Originally published in Xplore TechnologyMarch 8, 2024.
When teaching a child to solve puzzles, you can either let them solve through trial and error or guide them with some basic rules and tips. Likewise, incorporating rules and tricks into AI training, such as the laws of physics, could make it more effective and better reflect the real world. However, helping the AI evaluate the value of different rules can be a tricky task.
Researchers report March 8 in the newspaper Link that they developed a frame to evaluate the relative value of rules and data in machine learning models” that integrate both. They showed that by doing so, they could help AI integrate fundamental real-world laws and better solve scientific problems such as solving complex math problems and optimizing experimental conditions in chemistry experiments.
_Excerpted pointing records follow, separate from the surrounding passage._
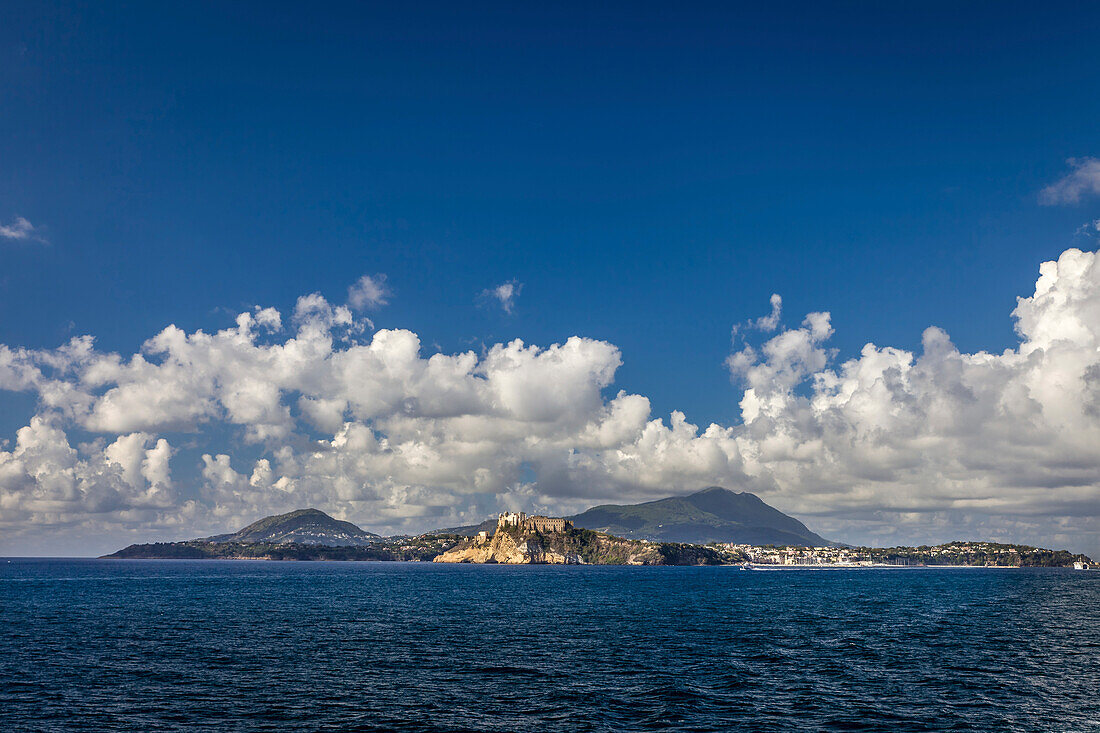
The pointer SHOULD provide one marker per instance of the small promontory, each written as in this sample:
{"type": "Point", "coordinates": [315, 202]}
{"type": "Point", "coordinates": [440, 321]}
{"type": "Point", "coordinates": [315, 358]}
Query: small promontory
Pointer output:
{"type": "Point", "coordinates": [521, 539]}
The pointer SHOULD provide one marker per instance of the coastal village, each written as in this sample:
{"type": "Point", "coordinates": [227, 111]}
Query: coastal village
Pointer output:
{"type": "Point", "coordinates": [519, 538]}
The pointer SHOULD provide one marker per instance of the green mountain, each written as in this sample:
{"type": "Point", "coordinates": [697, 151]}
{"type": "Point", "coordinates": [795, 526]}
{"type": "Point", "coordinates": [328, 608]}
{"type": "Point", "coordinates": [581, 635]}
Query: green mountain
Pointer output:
{"type": "Point", "coordinates": [712, 515]}
{"type": "Point", "coordinates": [304, 527]}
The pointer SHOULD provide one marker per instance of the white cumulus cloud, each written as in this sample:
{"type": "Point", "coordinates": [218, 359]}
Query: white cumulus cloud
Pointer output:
{"type": "Point", "coordinates": [505, 294]}
{"type": "Point", "coordinates": [21, 230]}
{"type": "Point", "coordinates": [886, 446]}
{"type": "Point", "coordinates": [369, 292]}
{"type": "Point", "coordinates": [1082, 181]}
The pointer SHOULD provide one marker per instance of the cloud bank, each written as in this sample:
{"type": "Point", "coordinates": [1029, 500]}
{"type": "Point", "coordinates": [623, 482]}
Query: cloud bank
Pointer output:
{"type": "Point", "coordinates": [265, 416]}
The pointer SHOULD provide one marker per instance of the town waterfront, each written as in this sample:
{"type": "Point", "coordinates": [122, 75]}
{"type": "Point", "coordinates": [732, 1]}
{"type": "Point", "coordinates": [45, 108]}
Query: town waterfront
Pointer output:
{"type": "Point", "coordinates": [152, 645]}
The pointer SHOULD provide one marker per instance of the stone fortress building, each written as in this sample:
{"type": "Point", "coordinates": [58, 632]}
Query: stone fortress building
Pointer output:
{"type": "Point", "coordinates": [534, 523]}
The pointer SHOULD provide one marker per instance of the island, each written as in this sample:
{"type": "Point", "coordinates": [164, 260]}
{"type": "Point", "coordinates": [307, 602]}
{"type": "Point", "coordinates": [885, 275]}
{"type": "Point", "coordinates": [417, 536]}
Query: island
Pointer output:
{"type": "Point", "coordinates": [518, 538]}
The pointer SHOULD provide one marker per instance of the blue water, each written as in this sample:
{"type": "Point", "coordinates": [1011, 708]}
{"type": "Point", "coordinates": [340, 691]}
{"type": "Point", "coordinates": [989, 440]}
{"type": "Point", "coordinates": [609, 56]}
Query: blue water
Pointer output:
{"type": "Point", "coordinates": [147, 645]}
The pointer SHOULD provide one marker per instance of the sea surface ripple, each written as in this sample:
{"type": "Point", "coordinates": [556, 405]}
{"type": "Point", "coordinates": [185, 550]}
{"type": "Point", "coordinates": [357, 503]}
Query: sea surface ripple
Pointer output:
{"type": "Point", "coordinates": [152, 645]}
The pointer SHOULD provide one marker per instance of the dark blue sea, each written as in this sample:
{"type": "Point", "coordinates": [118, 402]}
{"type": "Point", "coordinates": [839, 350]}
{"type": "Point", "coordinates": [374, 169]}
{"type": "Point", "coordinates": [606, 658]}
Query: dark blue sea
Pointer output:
{"type": "Point", "coordinates": [152, 645]}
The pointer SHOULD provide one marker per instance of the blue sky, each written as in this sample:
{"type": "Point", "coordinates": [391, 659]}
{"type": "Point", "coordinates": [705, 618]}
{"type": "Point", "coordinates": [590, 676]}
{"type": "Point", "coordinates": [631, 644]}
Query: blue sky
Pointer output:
{"type": "Point", "coordinates": [649, 174]}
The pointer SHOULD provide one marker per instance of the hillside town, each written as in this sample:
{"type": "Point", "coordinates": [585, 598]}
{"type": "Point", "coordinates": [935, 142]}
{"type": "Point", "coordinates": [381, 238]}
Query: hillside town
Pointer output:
{"type": "Point", "coordinates": [970, 554]}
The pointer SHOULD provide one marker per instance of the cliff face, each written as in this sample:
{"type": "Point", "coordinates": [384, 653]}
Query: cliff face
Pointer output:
{"type": "Point", "coordinates": [569, 547]}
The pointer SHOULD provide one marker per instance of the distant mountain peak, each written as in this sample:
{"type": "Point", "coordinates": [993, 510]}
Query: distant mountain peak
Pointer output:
{"type": "Point", "coordinates": [307, 526]}
{"type": "Point", "coordinates": [712, 514]}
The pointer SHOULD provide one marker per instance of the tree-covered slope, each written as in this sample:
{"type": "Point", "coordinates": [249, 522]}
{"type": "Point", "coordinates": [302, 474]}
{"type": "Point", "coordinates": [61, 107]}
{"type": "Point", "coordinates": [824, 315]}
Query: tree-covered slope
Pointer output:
{"type": "Point", "coordinates": [305, 527]}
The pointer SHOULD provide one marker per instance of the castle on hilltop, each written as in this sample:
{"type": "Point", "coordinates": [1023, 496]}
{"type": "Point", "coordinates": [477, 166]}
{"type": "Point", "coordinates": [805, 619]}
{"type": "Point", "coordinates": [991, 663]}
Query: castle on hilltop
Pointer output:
{"type": "Point", "coordinates": [535, 523]}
“Integrating human knowledge into AI models has the potential to improve their efficiency and ability to make inferences, but the question is how to balance the influence of data and knowledge,” explains the first author Hao Xu of Peking University. “Our framework can be used to evaluate different knowledge and rules to improve the predictive ability of deep learning models.”
Generative AI models like ChatGPT and Sora are purely data-driven: the models receive training data and learn themselves through trial and error. However, with only data to work with, these systems have no way of learning physical laws, such as gravity or gravity. fluid dynamicsand they also have difficulty performing in situations that differ from their training data.